Books > Performing Arts > Television - History & Criticism
Books > Literary Criticism > American - African American
Books > History > African American

 
Publishers Weekly Reviews

Publishers Weekly® Reviews

  • Reviewed in: Publishers Weekly, page .
  • Review Date: 2016-06-27
  • Reviewer: Staff

Delmont (Why Busing Failed), an associate history professor at Arizona State University, presents the first book-length study of Roots, Alex Haley’s bestselling 1976 novel.
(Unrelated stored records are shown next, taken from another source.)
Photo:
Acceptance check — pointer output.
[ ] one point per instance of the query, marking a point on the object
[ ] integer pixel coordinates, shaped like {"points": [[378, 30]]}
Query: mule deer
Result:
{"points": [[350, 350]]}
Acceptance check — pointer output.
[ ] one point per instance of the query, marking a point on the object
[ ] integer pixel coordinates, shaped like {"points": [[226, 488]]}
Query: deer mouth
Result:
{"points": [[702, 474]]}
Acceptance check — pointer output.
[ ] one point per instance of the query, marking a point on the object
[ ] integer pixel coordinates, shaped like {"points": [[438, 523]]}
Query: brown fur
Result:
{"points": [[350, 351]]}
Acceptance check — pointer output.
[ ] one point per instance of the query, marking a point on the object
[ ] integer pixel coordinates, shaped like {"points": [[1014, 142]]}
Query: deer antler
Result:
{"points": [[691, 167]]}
After a brief biographical sketch of Haley’s life and career, Delmont focuses on the book’s evolution over more than 10 years, from Haley’s initial conception of a story of African-American life in the 1930s South to the final century-spanning epic and its adaptation into a record-breaking TV miniseries. This is followed by the popular and critical success of both book and show, and finally by plagiarism lawsuits and claims of fabrication that marred Haley’s achievement. Drawing on his scholarly background, Delmont builds his narrative from extensive archival research. His ability to describe these findings in an engaging style keeps the pages turning. Dramatic episodes come alive, such as the rush to finish the book to meet the TV program’s filming schedule, and excerpts from letters written in response to the book and movie are expertly chosen. Delmont adds depth and complexity to the popular understanding of Roots through his critical exploration of all aspects of the book and original miniseries (a second version released in 2016 isn’t covered here), engaging with both its successes and controversies. (Aug.)